Elusive Wapiti adds:

It makes sense, really. The 47% vote their pocketbook too… the issue comes from the pocketbook being oriented in the opposite direction. Government largesse fills their wallet, whilst draining the bankbooks of the 53%. They are the “zero liability” voter; they are insulated from the costs of the programs and candidates they vote for… but they are understandably quite concerned with ensuring the payouts continue.

You need to get out there today and vote for Mitt Romney to stop the downward spiral into dependency and bankruptcy that we can see in countries like Greece, Spain and Italy. We can see it happening over there, don’t let it happen here.

Video: children complain about Obama-style redistribution of their Hallowe’en candy

Canadian conservative Steven Crowder took this hidden camera video:

Story from Red Alert Politics: (H/T Bad Blue)

Fox News contributor Steven Crowder decided he would see how well children would take President Barack Obama’s redistribution of wealth idea when it was applied to their Halloween candy.

He went to a trick-or-treat tailgate and had children line up after they had collected their candy and Crowder redistributed it so that every child would have an equal amount.

Sure enough, they weren’t too thrilled.

“Dude that’s not cool,” said one upset child dressed as a baseball player. “It’s not fun to take people’s candy. This is my candy, I worked hard for it.”

Another little girl in a princess costume’s jaw dropped as Crowder dropped a handful of her candy in another child’s bag. She looked up to her parents in disbelief and near-tears as if to demand that they protest this injustice.

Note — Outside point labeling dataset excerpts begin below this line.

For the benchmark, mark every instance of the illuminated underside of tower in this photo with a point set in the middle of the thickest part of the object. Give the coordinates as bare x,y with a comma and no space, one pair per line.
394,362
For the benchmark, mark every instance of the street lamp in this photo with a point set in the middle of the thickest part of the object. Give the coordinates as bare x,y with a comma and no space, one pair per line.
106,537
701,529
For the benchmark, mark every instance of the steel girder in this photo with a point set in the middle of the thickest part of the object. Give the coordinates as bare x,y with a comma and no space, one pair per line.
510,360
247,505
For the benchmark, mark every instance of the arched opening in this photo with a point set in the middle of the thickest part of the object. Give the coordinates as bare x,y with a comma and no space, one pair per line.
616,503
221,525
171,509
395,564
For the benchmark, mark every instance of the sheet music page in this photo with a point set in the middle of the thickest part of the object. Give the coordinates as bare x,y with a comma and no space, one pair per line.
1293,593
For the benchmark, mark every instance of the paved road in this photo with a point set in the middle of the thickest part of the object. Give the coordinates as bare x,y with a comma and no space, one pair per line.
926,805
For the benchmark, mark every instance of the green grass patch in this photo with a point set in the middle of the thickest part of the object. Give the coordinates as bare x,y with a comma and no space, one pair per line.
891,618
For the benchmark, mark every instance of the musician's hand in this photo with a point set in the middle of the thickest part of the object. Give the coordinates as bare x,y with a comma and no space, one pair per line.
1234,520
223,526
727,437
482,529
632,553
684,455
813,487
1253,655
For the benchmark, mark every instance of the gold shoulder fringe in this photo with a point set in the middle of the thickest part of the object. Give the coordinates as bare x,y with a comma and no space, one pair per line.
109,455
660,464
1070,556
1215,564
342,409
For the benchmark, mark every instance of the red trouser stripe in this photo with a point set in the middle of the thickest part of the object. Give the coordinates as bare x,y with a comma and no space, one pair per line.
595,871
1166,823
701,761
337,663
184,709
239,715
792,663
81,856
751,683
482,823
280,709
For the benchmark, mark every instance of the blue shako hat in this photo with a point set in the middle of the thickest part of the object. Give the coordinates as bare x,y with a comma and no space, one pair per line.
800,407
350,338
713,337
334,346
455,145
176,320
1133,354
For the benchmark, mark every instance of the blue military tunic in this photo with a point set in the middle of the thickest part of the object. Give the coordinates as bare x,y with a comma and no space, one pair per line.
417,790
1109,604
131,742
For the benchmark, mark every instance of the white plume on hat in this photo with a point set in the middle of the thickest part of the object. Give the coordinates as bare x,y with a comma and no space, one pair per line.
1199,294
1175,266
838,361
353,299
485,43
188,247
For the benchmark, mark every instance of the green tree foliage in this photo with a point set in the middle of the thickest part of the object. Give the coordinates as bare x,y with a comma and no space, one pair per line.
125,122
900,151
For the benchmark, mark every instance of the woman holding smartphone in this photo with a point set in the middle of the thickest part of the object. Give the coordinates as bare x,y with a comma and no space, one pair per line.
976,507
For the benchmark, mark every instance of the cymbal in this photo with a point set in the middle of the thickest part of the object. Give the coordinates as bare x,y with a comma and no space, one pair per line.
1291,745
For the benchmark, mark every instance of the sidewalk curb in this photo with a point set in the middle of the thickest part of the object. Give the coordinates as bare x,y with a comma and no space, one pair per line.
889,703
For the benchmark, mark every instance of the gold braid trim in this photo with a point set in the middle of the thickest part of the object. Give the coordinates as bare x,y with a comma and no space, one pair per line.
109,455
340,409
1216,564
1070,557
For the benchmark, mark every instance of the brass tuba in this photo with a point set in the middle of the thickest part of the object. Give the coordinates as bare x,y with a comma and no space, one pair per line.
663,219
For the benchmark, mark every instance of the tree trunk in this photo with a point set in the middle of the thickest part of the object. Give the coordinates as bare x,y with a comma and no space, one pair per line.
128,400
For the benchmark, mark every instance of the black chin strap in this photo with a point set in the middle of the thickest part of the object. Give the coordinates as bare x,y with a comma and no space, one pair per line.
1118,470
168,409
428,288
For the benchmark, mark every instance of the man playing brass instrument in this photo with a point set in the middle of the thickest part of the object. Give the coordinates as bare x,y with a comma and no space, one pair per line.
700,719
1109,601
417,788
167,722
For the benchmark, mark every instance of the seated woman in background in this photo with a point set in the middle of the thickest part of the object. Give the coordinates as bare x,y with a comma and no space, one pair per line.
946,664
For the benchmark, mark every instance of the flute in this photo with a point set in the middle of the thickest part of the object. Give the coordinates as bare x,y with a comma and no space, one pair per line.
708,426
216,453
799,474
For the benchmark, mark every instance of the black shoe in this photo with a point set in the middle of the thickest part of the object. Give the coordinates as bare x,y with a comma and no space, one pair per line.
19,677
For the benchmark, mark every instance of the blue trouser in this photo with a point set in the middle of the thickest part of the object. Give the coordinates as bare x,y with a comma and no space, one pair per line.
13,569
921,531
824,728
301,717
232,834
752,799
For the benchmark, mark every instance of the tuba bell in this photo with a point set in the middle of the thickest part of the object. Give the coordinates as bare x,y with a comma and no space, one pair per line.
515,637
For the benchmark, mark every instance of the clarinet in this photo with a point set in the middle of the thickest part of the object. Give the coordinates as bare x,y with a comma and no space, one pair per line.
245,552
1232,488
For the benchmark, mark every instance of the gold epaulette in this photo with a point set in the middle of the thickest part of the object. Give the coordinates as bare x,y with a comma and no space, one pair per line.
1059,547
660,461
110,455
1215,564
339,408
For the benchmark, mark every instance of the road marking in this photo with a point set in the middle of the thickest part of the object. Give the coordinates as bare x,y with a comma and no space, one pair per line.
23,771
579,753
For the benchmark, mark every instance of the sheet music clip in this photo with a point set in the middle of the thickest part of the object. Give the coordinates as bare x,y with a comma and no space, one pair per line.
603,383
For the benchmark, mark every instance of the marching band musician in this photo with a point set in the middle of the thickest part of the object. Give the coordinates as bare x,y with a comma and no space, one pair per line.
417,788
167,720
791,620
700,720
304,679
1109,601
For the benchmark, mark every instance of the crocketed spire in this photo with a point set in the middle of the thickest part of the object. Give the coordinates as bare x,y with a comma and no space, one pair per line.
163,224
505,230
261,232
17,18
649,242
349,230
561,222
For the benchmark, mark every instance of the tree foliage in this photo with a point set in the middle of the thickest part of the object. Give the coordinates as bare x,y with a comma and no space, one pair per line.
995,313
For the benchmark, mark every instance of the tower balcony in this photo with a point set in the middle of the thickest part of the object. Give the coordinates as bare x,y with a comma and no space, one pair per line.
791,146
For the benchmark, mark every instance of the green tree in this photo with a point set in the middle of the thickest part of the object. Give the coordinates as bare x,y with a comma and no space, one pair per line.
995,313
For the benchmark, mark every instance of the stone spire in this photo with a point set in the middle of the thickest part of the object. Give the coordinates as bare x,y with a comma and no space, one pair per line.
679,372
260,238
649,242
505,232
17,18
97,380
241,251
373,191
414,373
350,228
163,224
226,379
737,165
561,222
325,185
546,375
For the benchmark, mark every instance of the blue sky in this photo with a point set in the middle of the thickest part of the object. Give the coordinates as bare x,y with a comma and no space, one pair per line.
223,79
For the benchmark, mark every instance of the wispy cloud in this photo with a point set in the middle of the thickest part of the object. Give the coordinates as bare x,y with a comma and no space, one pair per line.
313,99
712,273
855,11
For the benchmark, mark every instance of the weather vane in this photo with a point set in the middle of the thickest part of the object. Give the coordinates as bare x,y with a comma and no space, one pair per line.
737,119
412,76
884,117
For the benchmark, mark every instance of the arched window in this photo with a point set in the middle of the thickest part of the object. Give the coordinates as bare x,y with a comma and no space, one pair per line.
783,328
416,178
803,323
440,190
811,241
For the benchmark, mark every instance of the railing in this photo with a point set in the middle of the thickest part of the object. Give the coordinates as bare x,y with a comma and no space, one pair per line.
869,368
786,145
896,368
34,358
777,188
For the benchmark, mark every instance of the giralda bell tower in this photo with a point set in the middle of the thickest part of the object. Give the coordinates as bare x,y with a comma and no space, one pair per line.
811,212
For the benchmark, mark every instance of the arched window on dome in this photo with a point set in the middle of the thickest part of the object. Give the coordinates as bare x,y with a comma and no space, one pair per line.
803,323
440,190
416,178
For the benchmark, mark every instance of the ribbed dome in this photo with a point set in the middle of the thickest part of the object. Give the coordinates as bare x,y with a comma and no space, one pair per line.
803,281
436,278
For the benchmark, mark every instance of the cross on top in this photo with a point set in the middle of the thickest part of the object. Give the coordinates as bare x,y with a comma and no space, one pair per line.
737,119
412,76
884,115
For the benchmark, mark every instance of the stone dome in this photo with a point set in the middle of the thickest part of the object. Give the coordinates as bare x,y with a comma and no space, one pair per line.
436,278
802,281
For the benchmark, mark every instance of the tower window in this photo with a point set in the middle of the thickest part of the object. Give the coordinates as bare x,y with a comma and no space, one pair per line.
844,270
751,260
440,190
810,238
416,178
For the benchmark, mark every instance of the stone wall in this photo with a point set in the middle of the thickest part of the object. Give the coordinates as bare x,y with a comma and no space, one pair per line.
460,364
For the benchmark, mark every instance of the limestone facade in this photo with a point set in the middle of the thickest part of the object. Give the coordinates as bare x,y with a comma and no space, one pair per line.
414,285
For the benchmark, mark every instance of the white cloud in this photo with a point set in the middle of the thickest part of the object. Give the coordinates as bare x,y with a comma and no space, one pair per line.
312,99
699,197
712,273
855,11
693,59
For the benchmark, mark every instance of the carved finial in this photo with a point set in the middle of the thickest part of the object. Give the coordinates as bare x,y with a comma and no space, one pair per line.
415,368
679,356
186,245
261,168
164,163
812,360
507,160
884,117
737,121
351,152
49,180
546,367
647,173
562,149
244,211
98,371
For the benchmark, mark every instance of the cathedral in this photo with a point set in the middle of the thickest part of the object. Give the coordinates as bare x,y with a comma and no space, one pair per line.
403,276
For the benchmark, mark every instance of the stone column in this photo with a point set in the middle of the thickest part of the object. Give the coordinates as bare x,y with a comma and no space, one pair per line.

The video is an attempt to show the real effects of a popular Obama campaign point which is to, “make the rich pay their fair share,” or, in other words, redistribute the wealth of the rich to the poor, regardless of who earned the money in the first place.

“You just stole my candy,” yelled one kid dressed all in white who looked like he was ready for a fist-fight.

“Is that your costume? You didn’t make that shirt, you didn’t build that,” replied Crowder, referring to Obama’s famous quote where he told business owners that they owed something to the government because they didn’t build their own businesses.

“I’m gonna call the police!,” yelled another child who swarmed Crowder with a group of his friends who appeared to be getting aggressive. Some even tried to swat Crowder in the face.

To say the least, Crowder was far from popular that night, but his prank served its purpose. Redistribution, in the words of one angry trick-or-treater, “is just not fair.”

Hilarious! But the public schools will brainwash them to become little socialist zombies in due time. What else can we expect from unionized public school teachers but big government indoctrination?